The key to individual contracts is collaboration. A teacher and a student develop the contract together by discussing the target behaviors, deciding a method for tracking progress, selecting a goal and reward, and determining procedures for when the student does or does not meet their goal. Individual contracts also model goal setting and behavior tracking, which are useful skills beyond the classroom.

Often, the most effective component is the tracking system. If a student frequently hops out of their seat when they should be working on an assignment, a contract can require the student to track the instances they get up, just like an adult might check off habits in a bullet journal. A reward or consequence is attached to the number of times the kid is out of the seat.

Clubs, sports and activities

School is not the only place where kids might sign a contract. Teams and clubs also embrace the practice. Camp Fire, a youth organization founded in 1910, features clubs that meet weekly to build community, explore the outdoors and make new friends. “At the beginning of the year, clubs individually decide on their expectations and club rules,” says Lisa, club program administrator at Camp Fire. “It’s a collaborative process. I encourage club leaders to post expectations so kids can refer back and remember their agreements. They’ll often use the contract to police each other.” While not required on an organizational level, many leaders will print out their club’s agreement as a contract for kids to sign.

Sports teams also frequently require contracts. The Washington Interscholastic Activities Association (WIAA) requires that student-athletes sign contracts, with attendance and grade requirements as well as consequences for drug and alcohol use.

Individual coaches often write contracts as well. “Contracts are essential,” says softball coach Kris Gonzalez. “I was very clear with my athletes that they are students first and represent the school. Each year my contract got more and more specific. If there was an issue one year, I added it to the contract the next year.” As in the high school principal’s office, contracts are essential for coaches who need to hold the line on consequences when faced with aggrieved athletes and their families.

Outside of school sports, however, contracts are not always required. The Seattle Synchronized Swim Team has produced many elite swimmers, including international competitors and Olympic athletes. Head coach Daniela Garmendia does not have members of Seattle Synchro sign contracts. “We discuss the rules and what values we want to have.” She has expectations, nonnegotiables and consequences, but not a contract. “Nobody is going back to look for that paper,” Garmendia says. Rather than create more administrative paperwork, Garmendia works to build team culture on a daily basis, constantly reminding her athletes to greet each other meaningfully and discuss what respect looks like. “If I have them sign something, it’s like I’m imposing on them,” she explains, “and I don’t feel good about that. Everyone around kids is always imposing things on them. I’d rather have a discussion and find answers together.”

Family contracts

Taking cues from schools, some families have implemented contracts at home, particularly involving cell phone or driving privileges. Other parents, sharing Garmendia’s worry about imposing yet another set of rules, favor discussions over a signed piece of paper. Both approaches can be effective. For families wanting to try contracts, collaboratively writing reward-based expectations seems to work best. For example, kids can track their phone usage and gain a reward for staying under a set time.
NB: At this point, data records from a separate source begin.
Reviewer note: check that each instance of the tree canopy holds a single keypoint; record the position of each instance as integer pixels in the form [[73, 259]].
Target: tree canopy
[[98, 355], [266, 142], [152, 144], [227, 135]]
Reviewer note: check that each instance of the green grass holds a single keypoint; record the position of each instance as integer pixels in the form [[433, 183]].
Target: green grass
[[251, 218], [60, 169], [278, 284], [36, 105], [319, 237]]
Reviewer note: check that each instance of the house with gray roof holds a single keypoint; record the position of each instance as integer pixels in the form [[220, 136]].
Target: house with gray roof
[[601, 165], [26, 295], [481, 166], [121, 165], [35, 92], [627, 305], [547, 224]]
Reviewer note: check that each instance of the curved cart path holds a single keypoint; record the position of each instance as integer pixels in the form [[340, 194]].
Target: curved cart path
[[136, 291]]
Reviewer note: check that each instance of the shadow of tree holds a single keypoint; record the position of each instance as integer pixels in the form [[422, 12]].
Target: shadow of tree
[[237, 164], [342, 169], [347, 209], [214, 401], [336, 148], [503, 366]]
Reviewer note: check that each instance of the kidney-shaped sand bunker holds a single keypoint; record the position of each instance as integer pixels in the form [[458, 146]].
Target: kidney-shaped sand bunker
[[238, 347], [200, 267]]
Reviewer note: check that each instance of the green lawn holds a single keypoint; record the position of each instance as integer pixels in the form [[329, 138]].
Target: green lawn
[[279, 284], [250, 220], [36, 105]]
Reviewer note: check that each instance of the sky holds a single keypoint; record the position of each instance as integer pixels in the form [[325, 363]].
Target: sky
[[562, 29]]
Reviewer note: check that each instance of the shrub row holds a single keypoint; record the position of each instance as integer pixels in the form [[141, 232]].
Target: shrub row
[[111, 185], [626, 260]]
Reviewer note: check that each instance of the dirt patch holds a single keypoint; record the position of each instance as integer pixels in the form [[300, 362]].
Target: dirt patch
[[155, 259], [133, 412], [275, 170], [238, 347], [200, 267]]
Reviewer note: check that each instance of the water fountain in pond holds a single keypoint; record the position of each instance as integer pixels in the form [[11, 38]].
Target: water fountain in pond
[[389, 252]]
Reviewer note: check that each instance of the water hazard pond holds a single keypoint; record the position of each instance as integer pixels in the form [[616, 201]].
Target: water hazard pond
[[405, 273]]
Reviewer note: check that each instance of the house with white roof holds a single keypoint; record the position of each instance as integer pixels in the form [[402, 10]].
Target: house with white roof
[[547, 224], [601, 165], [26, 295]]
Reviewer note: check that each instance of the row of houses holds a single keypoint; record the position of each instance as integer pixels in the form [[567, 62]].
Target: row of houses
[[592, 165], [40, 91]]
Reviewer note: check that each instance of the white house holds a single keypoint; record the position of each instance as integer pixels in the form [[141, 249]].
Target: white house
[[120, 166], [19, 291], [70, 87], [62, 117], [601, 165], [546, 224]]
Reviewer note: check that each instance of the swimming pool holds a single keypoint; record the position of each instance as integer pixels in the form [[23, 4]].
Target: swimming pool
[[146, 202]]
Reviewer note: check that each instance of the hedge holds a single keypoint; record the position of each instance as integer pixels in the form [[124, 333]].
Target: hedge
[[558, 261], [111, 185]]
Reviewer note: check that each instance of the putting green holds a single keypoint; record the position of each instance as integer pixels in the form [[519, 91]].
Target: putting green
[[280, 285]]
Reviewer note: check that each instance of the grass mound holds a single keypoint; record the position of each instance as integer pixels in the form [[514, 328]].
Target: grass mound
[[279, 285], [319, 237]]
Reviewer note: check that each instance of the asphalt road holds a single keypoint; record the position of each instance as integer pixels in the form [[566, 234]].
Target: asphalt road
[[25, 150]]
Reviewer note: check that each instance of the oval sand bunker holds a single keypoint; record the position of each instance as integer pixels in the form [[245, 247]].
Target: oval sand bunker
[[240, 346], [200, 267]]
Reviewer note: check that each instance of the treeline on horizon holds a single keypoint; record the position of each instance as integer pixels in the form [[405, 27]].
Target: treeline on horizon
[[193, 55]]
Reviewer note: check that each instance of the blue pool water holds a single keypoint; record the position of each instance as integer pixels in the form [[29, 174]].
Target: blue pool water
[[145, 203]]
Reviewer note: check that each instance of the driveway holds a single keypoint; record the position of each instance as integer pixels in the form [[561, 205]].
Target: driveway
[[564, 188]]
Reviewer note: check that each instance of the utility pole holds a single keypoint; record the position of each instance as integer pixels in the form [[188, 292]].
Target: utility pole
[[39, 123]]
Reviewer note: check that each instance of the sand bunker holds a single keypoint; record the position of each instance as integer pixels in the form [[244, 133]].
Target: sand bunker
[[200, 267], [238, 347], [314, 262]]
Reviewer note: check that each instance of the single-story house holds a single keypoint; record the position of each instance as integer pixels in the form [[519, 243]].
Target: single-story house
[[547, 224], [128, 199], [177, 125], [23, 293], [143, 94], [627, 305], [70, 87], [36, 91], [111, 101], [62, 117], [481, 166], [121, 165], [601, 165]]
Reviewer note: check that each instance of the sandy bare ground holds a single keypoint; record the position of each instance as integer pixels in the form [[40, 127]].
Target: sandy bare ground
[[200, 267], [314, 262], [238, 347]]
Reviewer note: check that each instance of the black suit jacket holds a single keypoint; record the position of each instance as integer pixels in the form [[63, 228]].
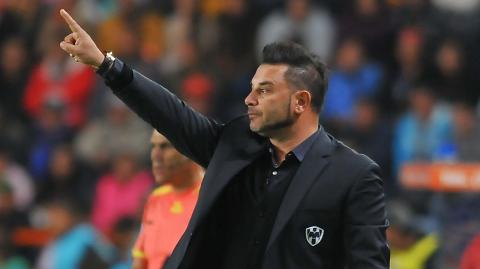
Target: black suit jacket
[[336, 197]]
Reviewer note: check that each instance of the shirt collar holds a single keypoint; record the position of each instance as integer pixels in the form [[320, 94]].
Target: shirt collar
[[301, 150]]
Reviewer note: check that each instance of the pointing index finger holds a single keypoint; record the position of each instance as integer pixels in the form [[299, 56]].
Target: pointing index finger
[[70, 21]]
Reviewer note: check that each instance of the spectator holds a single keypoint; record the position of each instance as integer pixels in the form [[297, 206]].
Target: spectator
[[8, 258], [422, 130], [471, 259], [100, 141], [453, 80], [76, 244], [58, 77], [301, 22], [10, 217], [66, 176], [13, 74], [123, 236], [18, 179], [119, 192], [409, 52], [466, 133], [370, 22], [411, 248], [169, 207], [353, 77], [50, 130]]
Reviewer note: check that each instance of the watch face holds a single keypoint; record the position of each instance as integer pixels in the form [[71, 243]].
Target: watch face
[[110, 56]]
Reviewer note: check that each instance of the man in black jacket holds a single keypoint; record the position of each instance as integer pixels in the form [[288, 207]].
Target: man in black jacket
[[278, 192]]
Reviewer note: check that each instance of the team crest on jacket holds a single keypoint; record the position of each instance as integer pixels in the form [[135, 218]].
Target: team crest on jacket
[[314, 235]]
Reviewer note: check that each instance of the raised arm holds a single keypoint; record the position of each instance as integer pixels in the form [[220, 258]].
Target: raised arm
[[190, 132]]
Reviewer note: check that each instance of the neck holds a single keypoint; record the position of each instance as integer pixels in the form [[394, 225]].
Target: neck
[[290, 137]]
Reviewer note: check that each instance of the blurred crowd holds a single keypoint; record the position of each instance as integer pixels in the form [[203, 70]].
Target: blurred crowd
[[74, 170]]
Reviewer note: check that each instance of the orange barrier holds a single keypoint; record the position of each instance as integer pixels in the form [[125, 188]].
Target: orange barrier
[[449, 177]]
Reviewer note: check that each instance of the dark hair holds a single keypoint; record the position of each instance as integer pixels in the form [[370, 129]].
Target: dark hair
[[306, 70]]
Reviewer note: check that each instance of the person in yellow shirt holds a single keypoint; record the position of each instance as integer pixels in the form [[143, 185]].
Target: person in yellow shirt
[[169, 207], [410, 246]]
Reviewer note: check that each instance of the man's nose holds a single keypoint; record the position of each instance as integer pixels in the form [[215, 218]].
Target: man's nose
[[250, 100]]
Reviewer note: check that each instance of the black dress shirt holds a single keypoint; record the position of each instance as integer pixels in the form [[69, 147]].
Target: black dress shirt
[[251, 203]]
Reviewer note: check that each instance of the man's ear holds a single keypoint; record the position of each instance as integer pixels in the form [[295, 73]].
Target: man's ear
[[303, 101]]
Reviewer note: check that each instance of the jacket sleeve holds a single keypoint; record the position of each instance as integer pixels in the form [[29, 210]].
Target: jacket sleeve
[[366, 223], [193, 134]]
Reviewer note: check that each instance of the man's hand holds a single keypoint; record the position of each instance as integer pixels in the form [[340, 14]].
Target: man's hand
[[79, 44]]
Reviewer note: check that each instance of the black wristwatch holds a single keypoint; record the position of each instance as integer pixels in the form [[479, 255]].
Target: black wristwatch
[[106, 65]]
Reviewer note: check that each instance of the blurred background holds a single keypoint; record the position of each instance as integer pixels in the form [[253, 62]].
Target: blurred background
[[74, 161]]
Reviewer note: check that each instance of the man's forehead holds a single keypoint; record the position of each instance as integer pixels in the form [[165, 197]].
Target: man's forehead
[[269, 73]]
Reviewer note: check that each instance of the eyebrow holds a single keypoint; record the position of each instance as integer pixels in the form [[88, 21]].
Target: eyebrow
[[263, 83]]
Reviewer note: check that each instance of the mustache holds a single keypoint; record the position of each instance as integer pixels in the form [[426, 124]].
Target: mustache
[[253, 112]]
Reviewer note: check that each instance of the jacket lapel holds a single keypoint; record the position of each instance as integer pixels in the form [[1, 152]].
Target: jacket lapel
[[229, 162], [309, 170]]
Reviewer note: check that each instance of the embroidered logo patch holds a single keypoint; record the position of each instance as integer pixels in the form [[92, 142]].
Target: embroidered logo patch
[[314, 235]]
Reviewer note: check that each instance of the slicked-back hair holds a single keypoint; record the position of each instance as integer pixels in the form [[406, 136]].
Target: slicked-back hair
[[305, 70]]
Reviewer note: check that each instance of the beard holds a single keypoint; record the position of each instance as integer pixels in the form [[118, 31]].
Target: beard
[[277, 124]]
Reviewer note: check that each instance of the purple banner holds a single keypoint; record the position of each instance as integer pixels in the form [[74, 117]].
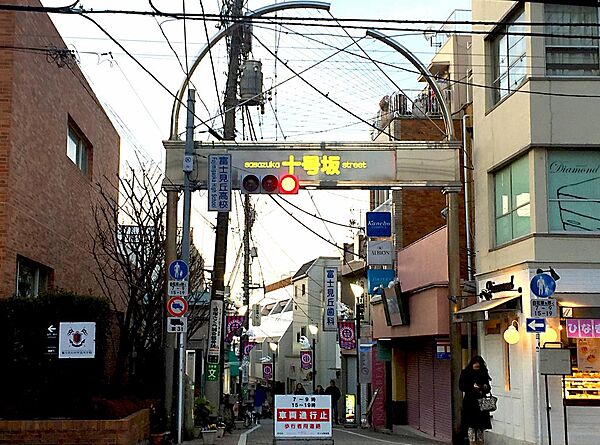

A family contract to communicate clear rules and consequences may also be used. However, these types of contracts are more useful in a school setting. Principals can simply point to a signature, point out a consequence and then point to the detention room. Your own teenager, furious about losing cell phone privileges, will likely not be calmed by the mere presence of a signed contract.

Family relationships are a bit more nuanced than school administration offices and WIAA record files, however. While contracts may be a good starting place, they won’t replace the need for continued discussions about family rules, expectations and consequences.